When $A$ has zero entries, then the problem reduces to find $\inf_{X,T}||XT-S||^2$ under the condition $t_{ij}=0$ when $(i,j)\in U$.

2
On

$ \def\LR#1{\left(#1\right)} \def\qiq{\quad\implies\quad} \def\p{\partial} \def\grad#1#2{\frac{\p #1}{\p #2}} \def\c#1{\color{red}{#1}} \def\CLR#1{\c{\LR{#1}}} \def\bp{{\boldsymbol +}} \def\fracLR#1#2{\LR{\frac{#1}{#2}}} $In addition to $Z,\,$ it will prove convenient to define the matrix $W$ as $$\eqalign{ W &= A\odot Y \qiq Z=XW-S \\ }$$ Set the two gradients (that you calculated in the comments) to zero, and use pseudoinverses to solve them independently $$\eqalign{ \grad{f}{X} &= ZW^T=\LR{XWW^T-SW^T}\doteq 0&\qiq X=SW^\bp \\ \grad{f}{Y} &= A\odot(X^TZ)=A\odot\LR{X^TXW-X^TS}\doteq 0&\qiq W=X^\bp S \\ }$$ Alternating Least Squares (ALS) can be used to solve for the optimal $(X,W)$ matrices $$\eqalign{ X_{k+1} = SW_k^\bp ,\qquad W_{k+1} = X_{k+1}^\bp S ,\qquad k = {k+1} \\ }$$ Using random $(A,S)$ matrices of various $(L,M,N)$ dimensions and random initializations for $(X_0,Y_0)\;$ I observed the following behavior:


$\qquad$If $\,M\ge\min(L,N)\,$ then the iteration converges in a single step.
$\qquad$In this case, $f\approx 0$ and both gradients $\approx 0$

$\qquad$If $\,M<\min(L,N)\,$ then the iteration converges after a few dozen steps.
$\qquad$In this case, $f>0$ but both gradients $\approx 0$


Like Non-negative Matrix Factorization (NMF), the factors $(X,W)$ are not unique. Each $(X_0,W_0)$ leads to a different minimum and finding the global minimum is NP-hard.

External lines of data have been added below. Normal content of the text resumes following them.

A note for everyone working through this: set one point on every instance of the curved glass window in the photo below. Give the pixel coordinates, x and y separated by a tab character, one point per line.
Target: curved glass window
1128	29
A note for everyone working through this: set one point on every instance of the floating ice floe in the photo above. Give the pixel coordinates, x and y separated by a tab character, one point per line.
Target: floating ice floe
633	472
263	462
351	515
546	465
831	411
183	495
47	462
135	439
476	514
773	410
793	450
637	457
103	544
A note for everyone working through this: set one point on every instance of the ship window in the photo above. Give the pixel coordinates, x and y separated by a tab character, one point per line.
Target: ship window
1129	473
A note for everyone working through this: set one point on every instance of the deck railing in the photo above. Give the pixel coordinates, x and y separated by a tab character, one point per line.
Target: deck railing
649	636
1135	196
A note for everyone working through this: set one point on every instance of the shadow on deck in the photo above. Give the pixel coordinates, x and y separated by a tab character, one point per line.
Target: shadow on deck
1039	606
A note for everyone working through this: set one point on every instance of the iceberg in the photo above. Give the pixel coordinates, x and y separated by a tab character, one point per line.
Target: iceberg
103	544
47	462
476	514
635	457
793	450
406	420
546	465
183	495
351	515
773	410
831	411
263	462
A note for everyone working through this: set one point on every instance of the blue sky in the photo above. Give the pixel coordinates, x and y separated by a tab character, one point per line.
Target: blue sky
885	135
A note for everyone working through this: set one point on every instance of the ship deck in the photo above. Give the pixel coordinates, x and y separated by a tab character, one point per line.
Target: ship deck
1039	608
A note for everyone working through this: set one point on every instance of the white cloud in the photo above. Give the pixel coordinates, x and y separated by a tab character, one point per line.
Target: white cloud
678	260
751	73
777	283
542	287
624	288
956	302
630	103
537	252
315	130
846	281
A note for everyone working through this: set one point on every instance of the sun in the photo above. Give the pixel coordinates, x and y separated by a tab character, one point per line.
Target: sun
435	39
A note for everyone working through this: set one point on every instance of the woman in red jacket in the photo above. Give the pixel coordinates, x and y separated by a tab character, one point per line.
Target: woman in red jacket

This similarity to NMF suggests another idea, i.e. Lee-Seung iteration $$\eqalign{ X_+ = X\odot\fracLR{SW^T}{XWW^T} ,\qquad W_+ = W\odot\fracLR{X^TS}{X^TXW} }$$ This iteration uses element-wise division and avoids calculating the pseudoinverse at each step. Each step is inexpensive, but it converges very slowly, often requiring thousands of iterations.

However, Lee-Seung iteration does confer control over the structure of the $(X,W)$ factors, i.e. any zero element of $X_0$ will create a corresponding zero element in the final $X$ factor. This can be used to generate upper/lower triangular factors.

Element-wise positivity (or negativity) of the factors can be controlled in a similar fashion. Likewise column (or row) normalization constraints can be imposed on one of the factors at each iteration.